Ещё дальше, на уступах берега, в ласточкиных гнёздах поместились стрельцы. Со снаряжёнными луками, с отворёнными тулами. Каждый наверняка высмотрел первую цель, нащупал нужную стрелу…
«Только в бою за мной не вздумай присматривать», – сказала Ильгра, пока они со Светелом были в шатре.
У него как раз лежала на уме такая забота.
«Почему?»
Воевница сладко зевнула, устраиваясь у него на плече.
«Потому что я за Неуступом копьё носила, когда ты в люльке орал».
Он дал обещание… Ильгра через раз побивала его в потешном бою. Вражеское оружие всё равно стало казаться особенно острым и смертоносным, а девичье тело под хилой кольчужкой – уязвимым и хрупким.
Теперь он с болезненной жадностью рассматривал вражеский строй. Искал знакомые лица. Вспоминал песню Кербоги о родных глазах под шеломом. Узнанных, когда стало поздно.
Ильгре, наверно, было грустней. Он лишь кое-кого встречал в Торожихе.

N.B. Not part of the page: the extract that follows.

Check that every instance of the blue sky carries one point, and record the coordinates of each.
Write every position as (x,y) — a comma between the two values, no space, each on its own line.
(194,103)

Стяговница знала всех.
– Ведь отроком помню, – указала она на Лягая Мятую Рожу. – В самую Беду случилось драться у Пропадихи. Его тогда палицей обласкали…
«А ты небось скулу выправляла». Светел пытался вообразить, как стоял бы против Кочерги, спасённого в перепутном кружале. Против Весела… Косохлёста…
…Против Сквары…
«Нет!.. Нет!.. Ни за что!..»
– А вон Оскремётушка, умница наш, думающий боярин.
«Боярин?..»
Седой витязь поймал взгляд Ильгры. Сдержанно поклонился в ответ. Надел шлем, сдвинул, застёгивая, нащёчники, отчего голова стала расти прямо из плеч, а лицо скрыла кованая личина. Броня отгораживает воина от всего человеческого. Идущий решать о жизни и смерти идёт путями Богов.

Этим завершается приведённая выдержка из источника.